Scotches and Watches

Despite it being over twelve years since I bought the first bottle after my whisky epiphany (there were many that came before), I remain quite scrupulous when it comes to buying whisky, and anything else come to think of it. Many a time my wife has pulled me up for including the value brand item in the shopping trolley and politely instructing me to replace it with the proper brand.

I don’t, and won’t, spend £250 on a bottle for example because higher cost doesn’t automatically increase quality or enjoyment. Will I get £200 of extra pleasure compared to a £50 bottle? Will the whisky be £200 better? No. Do distilleries want you to know that?
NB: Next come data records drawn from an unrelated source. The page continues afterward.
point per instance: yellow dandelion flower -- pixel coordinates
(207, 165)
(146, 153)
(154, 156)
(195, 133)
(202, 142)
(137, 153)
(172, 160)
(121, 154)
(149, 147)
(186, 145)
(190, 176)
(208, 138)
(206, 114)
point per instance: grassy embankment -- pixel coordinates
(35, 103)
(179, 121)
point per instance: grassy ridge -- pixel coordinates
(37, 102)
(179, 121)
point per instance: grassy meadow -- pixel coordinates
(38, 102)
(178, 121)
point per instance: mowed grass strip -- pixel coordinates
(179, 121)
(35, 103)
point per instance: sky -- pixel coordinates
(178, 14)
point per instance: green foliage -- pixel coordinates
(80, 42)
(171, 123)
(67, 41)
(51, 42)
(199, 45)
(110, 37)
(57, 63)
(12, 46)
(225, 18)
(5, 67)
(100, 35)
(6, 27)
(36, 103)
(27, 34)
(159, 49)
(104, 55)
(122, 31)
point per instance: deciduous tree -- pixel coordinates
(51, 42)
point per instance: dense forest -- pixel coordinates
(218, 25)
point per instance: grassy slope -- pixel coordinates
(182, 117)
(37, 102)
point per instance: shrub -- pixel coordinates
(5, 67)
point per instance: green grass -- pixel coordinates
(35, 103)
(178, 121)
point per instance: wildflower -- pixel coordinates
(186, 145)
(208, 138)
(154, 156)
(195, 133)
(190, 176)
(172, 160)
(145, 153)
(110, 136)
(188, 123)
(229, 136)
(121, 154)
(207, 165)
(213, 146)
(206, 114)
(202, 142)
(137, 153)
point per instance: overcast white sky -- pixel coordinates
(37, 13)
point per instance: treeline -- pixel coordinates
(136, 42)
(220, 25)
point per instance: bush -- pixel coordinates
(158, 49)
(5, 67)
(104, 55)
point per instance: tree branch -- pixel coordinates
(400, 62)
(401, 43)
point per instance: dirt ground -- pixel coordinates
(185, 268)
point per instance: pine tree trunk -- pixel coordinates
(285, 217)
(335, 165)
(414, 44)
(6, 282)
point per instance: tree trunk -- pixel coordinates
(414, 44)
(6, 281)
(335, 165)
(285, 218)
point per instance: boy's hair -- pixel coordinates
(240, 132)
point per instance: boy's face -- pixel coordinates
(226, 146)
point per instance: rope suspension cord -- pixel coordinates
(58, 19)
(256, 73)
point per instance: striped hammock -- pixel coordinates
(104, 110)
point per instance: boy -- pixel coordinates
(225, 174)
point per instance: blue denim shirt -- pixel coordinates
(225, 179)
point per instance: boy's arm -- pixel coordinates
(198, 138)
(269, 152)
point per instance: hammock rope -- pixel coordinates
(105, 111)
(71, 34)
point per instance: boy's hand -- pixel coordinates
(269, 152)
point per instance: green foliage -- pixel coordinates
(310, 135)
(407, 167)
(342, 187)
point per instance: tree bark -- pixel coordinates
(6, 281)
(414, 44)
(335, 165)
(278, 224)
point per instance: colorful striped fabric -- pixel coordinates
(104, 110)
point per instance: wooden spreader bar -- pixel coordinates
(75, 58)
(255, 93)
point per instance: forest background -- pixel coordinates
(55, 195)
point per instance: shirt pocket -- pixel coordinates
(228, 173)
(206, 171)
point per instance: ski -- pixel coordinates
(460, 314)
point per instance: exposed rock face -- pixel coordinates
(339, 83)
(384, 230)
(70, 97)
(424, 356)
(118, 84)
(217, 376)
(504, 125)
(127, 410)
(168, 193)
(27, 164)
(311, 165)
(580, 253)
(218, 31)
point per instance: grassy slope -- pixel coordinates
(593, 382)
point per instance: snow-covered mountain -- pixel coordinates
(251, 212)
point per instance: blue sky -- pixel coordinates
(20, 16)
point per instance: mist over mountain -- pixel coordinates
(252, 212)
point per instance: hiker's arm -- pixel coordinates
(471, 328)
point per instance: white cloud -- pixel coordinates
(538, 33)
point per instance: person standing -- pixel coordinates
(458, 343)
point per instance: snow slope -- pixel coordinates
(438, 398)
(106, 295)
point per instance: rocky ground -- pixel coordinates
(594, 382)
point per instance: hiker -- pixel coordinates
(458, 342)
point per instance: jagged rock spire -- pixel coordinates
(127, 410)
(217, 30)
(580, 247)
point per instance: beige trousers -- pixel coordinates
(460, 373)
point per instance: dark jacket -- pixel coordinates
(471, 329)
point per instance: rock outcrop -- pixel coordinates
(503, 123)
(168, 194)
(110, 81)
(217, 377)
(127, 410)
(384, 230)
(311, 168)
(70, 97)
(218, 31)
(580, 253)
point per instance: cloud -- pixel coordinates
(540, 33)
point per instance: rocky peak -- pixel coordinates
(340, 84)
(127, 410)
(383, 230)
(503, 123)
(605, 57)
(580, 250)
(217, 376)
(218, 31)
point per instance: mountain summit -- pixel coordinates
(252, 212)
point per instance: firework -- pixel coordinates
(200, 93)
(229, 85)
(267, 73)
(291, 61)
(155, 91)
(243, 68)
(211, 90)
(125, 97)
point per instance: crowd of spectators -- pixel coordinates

No, why would they? Let’s face it, most bottles at this price level sit unopened on shelves anyway, at least until the point where Ikea’s finest creaks under the weight creating an orchestral-like ensemble that sings ‘time to send us to auction’. Again, if that’s your bag then fair enough, it’s your money, but it’s not for me (this isn’t going to be a holier than thou crusade by the way, to each their own).

As many of you know, ultimately I buy to drink. That’s not to call people out that don’t, it’s just my personal end goal. The most I’ve spent on a single bottle to do this? £120. Having grown up in the 90’s in a low-income household with two incredibly hard working parents, this would have been unthinkable until recently. Even so this was for a well regarded 40yr old but it still made me break out into a cold sweat when the order confirmation email arrived. Old habits die hard.

Notwithstanding my almost Scrooge-like abilities to get as much whisky as I can for the money, tuppence is tuppence after all, I do sometimes splurge on bottles with the above being one example. At the moment this is being driven by that ever increasing sense of FOMO. This is a phrase that I hadn’t heard until recently but is becoming increasingly used in the whisky scene and getting a lot of traction. I’ve found a lot of this has been caused by my more recent immersion within social media. Like being back at school when surrounded by your classmates in certain trainers, now I’m surrounded by whisky drinkers with certain whiskies. We are after all, children of our surroundings.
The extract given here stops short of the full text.